Corticosteroids are the drug of choice in the dose of 0.75-1mg/kg (pre-pregnancy weight)/day in active phase for 4 weeks followed by tapering down by 5-10% every 2 weeks to 5-10mg/day for long term. Other drugs like antihypertensives, antiplatelets, immune suppressors, and immune modulators are added as per need after risk /benefit assessment [4,9].
Vaginal delivery with epidural analgesia is the preferred mode of delivery in stage I, II. In the patients with higher stage, cesarean section is preferred to prevent cardiac decompensation during labor. During labor oral steroids are replaced by injectable hydrocortisone 200gm/day for 3 days. Our patient belonged to group IIa and was hemodynamically stable so a trial of labor was given to her.
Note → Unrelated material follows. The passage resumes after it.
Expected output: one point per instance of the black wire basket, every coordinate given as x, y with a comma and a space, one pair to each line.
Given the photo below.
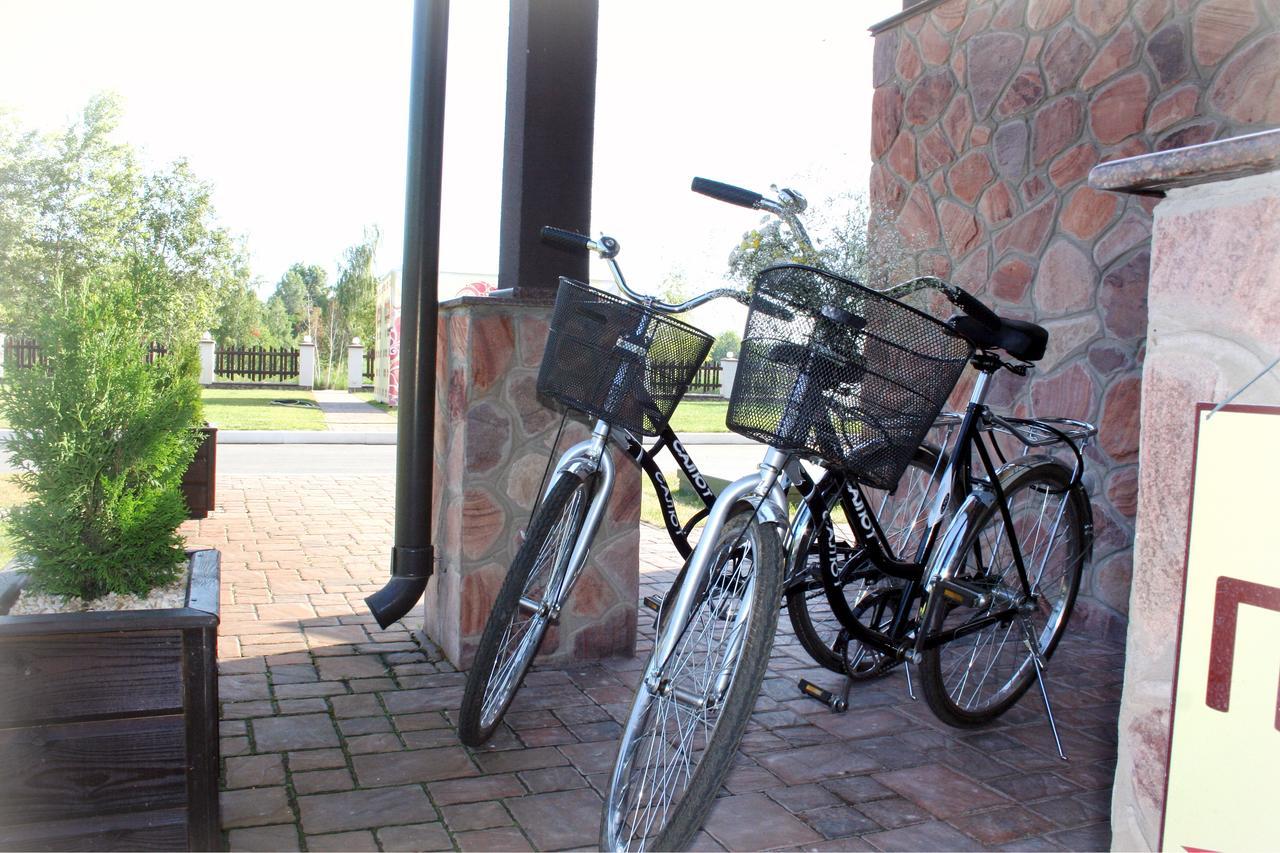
617, 360
836, 370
An emergency cesarean section was taken for obstetric indication. Infection and fluid overload should be avoided in the postpartum period. As the postpartum period is a hypercoagulable state thromboprophylaxis with low molecular weight heparin can be considered in patients judiciously.
In conclusion, even in the modern era management of active disease in pregnancy is still challenging. Medication for the treatment of TA should be given judiciously with risk-benefit analysis. Close monitoring of disease progression by the multidisciplinary team and feto-maternal surveillance along with termination of pregnancy at appropriate time helps to give good maternal and fetal outcomes.